Maximum mean discrepancies (MMDs) like the kernel Stein discrepancy (KSD) have grown central to a wide range of applications, including hypothesis testing, sampler selection, distribution approximation, and variational inference. In each setting, these kernel-based discrepancy measures are required to (i) separate a target P from other probability measures or even (ii) control weak convergence to P. In this article we derive new sufficient and necessary conditions to ensure (i) and (ii). For MMDs on separable metric spaces, we characterize those kernels that separate Bochner embeddable measures and introduce simple conditions for separating all measures with unbounded kernels and for controlling convergence with bounded kernels. We use these results on $\mathbb{R}^d$ to substantially broaden the known conditions for KSD separation and convergence control and to develop the first KSDs known to exactly metrize weak convergence to P. Along the way, we highlight the implications of our results for hypothesis testing, measuring and improving sample quality, and sampling with Stein variational gradient descent.
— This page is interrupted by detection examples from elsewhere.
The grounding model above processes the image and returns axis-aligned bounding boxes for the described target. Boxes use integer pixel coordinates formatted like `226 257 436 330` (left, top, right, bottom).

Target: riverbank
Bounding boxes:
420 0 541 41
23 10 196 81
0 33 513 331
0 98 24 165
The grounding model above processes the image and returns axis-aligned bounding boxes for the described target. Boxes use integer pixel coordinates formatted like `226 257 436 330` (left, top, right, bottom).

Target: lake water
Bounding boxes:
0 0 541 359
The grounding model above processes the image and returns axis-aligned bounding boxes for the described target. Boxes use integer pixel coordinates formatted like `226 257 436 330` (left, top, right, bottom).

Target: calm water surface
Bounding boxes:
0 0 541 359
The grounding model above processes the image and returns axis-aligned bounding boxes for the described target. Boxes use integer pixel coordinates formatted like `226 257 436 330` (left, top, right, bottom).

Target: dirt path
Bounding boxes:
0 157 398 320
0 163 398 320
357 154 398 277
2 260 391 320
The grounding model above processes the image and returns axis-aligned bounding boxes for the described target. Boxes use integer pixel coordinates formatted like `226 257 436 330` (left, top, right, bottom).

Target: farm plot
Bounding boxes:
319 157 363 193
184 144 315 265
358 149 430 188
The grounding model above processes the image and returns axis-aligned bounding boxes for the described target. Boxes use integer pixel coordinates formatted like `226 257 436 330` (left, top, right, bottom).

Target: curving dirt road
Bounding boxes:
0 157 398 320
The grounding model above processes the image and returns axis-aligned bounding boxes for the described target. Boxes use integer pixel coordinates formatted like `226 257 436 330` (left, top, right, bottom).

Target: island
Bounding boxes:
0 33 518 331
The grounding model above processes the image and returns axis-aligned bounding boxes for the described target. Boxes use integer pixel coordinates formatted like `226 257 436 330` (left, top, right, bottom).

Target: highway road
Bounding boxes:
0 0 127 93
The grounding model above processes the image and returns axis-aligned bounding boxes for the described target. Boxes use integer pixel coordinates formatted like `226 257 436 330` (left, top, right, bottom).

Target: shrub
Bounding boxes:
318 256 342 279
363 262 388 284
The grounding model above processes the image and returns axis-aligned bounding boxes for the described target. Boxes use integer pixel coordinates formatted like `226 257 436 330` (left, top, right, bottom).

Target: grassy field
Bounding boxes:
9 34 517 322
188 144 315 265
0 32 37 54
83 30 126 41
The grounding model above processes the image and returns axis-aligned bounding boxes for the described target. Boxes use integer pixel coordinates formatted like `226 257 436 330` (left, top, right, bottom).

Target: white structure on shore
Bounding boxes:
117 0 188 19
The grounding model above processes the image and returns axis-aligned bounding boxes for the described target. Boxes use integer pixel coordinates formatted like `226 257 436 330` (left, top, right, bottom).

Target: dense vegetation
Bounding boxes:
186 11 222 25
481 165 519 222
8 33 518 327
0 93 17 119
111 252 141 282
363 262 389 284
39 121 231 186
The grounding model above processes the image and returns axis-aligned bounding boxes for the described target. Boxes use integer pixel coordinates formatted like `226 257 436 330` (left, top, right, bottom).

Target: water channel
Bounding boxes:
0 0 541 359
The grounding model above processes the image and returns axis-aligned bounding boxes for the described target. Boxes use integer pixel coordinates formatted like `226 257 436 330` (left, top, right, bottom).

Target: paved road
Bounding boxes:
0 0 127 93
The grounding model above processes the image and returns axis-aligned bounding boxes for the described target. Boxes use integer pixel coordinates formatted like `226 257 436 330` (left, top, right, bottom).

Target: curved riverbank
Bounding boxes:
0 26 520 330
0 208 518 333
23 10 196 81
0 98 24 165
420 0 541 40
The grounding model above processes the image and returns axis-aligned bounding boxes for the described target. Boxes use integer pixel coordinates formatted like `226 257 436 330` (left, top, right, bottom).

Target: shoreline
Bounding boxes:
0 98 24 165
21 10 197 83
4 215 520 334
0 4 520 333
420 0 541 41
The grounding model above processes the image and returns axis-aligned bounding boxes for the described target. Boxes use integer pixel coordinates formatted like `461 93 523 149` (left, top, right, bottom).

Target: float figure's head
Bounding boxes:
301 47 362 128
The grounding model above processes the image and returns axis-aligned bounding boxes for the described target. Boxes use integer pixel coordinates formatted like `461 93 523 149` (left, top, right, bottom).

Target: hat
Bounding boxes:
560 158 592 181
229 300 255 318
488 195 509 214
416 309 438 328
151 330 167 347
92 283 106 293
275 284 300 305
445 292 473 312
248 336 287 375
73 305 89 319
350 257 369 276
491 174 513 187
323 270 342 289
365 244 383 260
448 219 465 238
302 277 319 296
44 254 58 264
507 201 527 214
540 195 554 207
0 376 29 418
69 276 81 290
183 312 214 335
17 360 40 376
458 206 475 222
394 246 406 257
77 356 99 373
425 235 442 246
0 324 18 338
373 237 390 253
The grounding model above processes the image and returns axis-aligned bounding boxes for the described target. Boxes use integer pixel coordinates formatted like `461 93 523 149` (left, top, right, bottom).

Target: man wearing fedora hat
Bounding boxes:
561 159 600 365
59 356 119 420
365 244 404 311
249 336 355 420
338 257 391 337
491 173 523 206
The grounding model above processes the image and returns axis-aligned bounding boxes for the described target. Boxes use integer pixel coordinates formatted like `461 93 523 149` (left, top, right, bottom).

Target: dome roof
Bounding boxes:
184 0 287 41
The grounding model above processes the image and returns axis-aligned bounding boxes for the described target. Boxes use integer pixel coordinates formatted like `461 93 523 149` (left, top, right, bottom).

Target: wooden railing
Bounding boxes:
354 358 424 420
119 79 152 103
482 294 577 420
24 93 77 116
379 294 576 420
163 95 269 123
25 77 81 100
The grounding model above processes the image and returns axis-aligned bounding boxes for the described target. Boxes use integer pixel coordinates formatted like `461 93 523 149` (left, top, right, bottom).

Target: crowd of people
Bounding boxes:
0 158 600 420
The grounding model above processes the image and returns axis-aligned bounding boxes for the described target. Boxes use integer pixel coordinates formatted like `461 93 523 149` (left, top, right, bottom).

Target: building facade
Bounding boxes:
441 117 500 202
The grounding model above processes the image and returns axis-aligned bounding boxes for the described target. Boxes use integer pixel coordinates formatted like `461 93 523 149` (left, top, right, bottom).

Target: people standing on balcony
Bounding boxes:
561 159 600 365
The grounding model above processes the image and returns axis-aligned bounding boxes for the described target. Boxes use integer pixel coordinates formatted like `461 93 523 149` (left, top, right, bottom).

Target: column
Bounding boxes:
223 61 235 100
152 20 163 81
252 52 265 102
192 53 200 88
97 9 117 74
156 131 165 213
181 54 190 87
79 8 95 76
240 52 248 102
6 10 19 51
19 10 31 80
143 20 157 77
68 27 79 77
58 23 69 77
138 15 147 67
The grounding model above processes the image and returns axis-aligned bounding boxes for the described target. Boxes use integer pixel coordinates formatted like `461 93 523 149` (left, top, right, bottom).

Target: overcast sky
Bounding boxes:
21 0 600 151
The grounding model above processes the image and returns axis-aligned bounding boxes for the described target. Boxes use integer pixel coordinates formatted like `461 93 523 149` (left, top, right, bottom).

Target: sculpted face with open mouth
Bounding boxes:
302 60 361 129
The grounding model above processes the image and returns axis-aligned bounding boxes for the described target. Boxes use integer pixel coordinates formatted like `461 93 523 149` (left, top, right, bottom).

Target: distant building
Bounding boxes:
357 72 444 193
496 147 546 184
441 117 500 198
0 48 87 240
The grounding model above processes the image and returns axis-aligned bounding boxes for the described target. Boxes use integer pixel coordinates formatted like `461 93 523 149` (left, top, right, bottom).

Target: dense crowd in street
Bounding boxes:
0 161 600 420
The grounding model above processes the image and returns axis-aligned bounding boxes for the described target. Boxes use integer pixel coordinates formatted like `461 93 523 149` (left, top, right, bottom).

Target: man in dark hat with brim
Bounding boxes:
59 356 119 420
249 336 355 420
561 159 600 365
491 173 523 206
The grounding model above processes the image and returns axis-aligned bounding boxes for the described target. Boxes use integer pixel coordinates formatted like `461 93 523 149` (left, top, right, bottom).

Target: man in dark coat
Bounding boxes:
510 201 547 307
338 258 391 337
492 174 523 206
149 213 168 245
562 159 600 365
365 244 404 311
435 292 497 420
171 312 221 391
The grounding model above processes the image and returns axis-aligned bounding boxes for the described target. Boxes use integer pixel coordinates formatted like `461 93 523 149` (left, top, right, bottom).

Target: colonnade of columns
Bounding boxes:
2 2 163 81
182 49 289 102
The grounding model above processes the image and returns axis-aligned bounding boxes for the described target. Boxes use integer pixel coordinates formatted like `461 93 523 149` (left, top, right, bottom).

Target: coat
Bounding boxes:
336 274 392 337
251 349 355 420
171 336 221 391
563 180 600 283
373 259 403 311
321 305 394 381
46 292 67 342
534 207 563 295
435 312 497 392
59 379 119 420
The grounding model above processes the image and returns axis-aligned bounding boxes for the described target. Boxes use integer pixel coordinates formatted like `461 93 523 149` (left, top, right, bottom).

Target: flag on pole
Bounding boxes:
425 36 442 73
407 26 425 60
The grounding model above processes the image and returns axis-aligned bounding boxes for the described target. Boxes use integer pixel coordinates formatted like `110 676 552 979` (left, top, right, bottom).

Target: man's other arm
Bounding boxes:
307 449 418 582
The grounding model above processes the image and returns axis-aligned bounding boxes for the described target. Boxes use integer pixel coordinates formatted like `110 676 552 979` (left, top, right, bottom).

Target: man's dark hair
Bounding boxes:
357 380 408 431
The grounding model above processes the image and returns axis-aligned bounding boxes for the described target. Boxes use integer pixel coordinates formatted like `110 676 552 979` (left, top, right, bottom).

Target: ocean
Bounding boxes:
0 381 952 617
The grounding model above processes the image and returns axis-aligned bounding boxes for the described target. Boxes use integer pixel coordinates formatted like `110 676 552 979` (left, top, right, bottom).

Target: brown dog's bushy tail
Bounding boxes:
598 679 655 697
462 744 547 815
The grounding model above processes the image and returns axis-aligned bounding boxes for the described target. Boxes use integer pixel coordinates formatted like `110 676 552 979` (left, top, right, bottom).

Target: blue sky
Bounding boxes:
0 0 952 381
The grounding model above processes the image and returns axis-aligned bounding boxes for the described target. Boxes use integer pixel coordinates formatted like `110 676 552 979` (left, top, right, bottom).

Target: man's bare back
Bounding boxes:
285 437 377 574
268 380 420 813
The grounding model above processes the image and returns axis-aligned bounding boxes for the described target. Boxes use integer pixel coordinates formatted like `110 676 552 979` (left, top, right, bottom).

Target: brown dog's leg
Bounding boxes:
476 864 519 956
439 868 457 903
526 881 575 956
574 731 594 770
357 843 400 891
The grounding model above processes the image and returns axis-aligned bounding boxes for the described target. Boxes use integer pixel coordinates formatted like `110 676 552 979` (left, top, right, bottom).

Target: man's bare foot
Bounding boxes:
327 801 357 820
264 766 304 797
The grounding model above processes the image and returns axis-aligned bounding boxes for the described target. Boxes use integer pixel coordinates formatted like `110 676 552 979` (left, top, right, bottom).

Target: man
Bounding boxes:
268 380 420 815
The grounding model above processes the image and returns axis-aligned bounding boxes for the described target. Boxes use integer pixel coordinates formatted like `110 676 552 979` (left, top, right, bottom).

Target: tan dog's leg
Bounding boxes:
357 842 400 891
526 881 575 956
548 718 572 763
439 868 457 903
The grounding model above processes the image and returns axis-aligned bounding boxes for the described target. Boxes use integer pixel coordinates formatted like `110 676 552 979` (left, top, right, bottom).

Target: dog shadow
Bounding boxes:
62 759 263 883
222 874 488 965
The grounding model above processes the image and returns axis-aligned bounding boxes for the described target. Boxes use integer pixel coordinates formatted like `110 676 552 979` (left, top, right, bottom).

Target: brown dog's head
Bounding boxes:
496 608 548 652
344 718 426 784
翻译：最大平均值差异(MMDs),如内核斯坦因量差异(KSD)等最大平均值差异(MMDs),对多种应用,包括假设测试、取样员选择、分布近似和变异推导,都变得十分关键,在每种环境下,都需要以内核为基础的差异措施:(一) 将目标P与其他概率措施或甚至(二) 控制与P的趋同不力。在本篇文章中,我们产生了新的足够和必要的条件,以确保(一)和(二) 。对于关于可分离的计量空间的MMDs,我们把那些分离出Bochner内嵌入措施的内核作为特征,并引入简单的条件,将所有措施与无限制的内核分离,并控制与捆绑的内核的趋同。我们用这些结果用$mathbb{R ⁇ d$大幅度扩大已知的KSD分离和趋同控制条件,并开发第一个已知的KSDsds,以准确满足与P的弱趋同性趋同。与此同时,我们强调我们的结果对假设测试、测量和改进样品质量的影响,以及与斯坦变梯梯下取样的影响。